Ghosts focuses on a family’s inheritance and the emotional remains of the people left behind. Helen feels a need to protect her husband’s reputation despite being the central victim of his violations. The production explores a woman’s identity in a male dominated world, covering the ethical role that religion and marriage play in a modern society. Many of the themes are as controversial today as they were when the play was first performed in 1882.
This forceful adaptation presented at HOME is directed by the Olivier Award winning Polly Findlay, whose seemingly natural set exhibits Helen’s skewed world to the audience. Helen’s intensely compact and dishevelled, opened planned house unravels in front of the audience’s eyes. Rooms dismantle, walls are removed and hidden spaces are revealed for characters to pry behind or detach themselves completely.
When Helen’s son, Oswald returns home from his bohemian lifestyle as a painting abroad, something is amiss. He shows signs of a rare life-threatening illness his father also carried.

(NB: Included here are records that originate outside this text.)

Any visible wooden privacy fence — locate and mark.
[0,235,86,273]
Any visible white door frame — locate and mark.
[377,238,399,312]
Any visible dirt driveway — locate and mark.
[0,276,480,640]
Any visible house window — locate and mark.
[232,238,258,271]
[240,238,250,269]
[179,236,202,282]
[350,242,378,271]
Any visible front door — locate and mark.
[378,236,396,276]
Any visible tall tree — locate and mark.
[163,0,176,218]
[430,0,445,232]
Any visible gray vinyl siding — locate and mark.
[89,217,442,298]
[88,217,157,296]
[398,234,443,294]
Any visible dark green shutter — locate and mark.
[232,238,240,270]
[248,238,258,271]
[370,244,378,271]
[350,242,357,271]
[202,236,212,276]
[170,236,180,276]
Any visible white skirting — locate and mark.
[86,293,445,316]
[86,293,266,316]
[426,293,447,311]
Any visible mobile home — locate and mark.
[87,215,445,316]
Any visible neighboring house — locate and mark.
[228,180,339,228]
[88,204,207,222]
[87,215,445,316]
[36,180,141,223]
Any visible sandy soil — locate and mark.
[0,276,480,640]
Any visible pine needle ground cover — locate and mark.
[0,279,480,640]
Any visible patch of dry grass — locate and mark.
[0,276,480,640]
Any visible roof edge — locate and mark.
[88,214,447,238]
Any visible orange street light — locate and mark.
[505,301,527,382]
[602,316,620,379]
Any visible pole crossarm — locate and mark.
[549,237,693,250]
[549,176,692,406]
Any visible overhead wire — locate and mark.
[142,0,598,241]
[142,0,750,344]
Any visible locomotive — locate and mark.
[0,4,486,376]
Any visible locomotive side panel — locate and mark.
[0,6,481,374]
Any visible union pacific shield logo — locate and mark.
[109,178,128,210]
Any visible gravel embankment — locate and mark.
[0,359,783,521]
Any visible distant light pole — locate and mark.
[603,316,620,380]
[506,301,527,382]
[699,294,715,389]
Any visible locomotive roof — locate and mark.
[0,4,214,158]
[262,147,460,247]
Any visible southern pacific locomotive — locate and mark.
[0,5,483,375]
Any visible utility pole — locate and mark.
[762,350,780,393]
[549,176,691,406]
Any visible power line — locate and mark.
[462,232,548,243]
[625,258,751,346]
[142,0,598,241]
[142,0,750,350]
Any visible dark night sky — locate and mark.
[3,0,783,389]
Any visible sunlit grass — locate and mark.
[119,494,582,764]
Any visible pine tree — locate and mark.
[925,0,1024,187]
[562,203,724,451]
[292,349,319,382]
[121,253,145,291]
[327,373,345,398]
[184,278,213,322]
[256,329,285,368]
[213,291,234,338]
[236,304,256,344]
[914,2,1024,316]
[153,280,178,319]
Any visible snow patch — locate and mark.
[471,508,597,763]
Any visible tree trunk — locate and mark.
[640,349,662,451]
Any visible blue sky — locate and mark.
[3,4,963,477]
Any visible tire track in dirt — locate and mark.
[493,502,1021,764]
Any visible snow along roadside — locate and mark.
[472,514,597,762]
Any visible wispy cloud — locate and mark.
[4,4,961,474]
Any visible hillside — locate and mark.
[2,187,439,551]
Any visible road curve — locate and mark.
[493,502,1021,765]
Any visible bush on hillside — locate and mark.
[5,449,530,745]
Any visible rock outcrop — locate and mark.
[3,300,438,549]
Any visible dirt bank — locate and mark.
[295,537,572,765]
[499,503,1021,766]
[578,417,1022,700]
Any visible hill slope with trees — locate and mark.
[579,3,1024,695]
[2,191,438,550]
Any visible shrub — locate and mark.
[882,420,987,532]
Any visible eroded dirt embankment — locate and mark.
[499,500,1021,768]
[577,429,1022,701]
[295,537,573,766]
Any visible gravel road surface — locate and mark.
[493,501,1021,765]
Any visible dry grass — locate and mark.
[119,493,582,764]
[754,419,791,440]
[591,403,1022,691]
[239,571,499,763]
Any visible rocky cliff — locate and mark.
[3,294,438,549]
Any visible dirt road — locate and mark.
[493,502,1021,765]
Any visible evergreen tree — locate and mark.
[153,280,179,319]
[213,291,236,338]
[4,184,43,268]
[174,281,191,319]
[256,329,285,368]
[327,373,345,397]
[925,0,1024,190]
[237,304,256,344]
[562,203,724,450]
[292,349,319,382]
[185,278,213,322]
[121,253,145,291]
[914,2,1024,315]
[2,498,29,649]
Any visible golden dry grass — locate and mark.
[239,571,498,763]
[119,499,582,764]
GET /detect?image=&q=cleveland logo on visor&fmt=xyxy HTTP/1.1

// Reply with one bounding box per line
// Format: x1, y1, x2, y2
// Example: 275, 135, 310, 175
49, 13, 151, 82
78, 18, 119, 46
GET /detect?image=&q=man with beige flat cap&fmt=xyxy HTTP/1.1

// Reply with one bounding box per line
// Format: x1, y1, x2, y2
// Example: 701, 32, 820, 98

Oswald, played by Ken Nwosu is forced to inherit the sins of his father without being made aware of the reason for his faulty gene. The persistent presence of her husband’s past indiscretions ensures that Helen’s life remains looped in a space she can no longer break free from.
Ghosts cast are captivating and diverse, Jamie Ballard as Pastor Mander and William Travis as Jakob Engstrand bring a comic relief and levity to the societal pressures that have been intensely set in Helen’s world. The poignant performance of Ken Nwosu alongside Niamh Cusack demonstrate that circumstance can fate people to doom, despite social class, gender or age. This poetic revival of Ghost is a wonderful reminder of what can be accomplished in the HOME theatre space as it showcases a compelling cast and authentic story.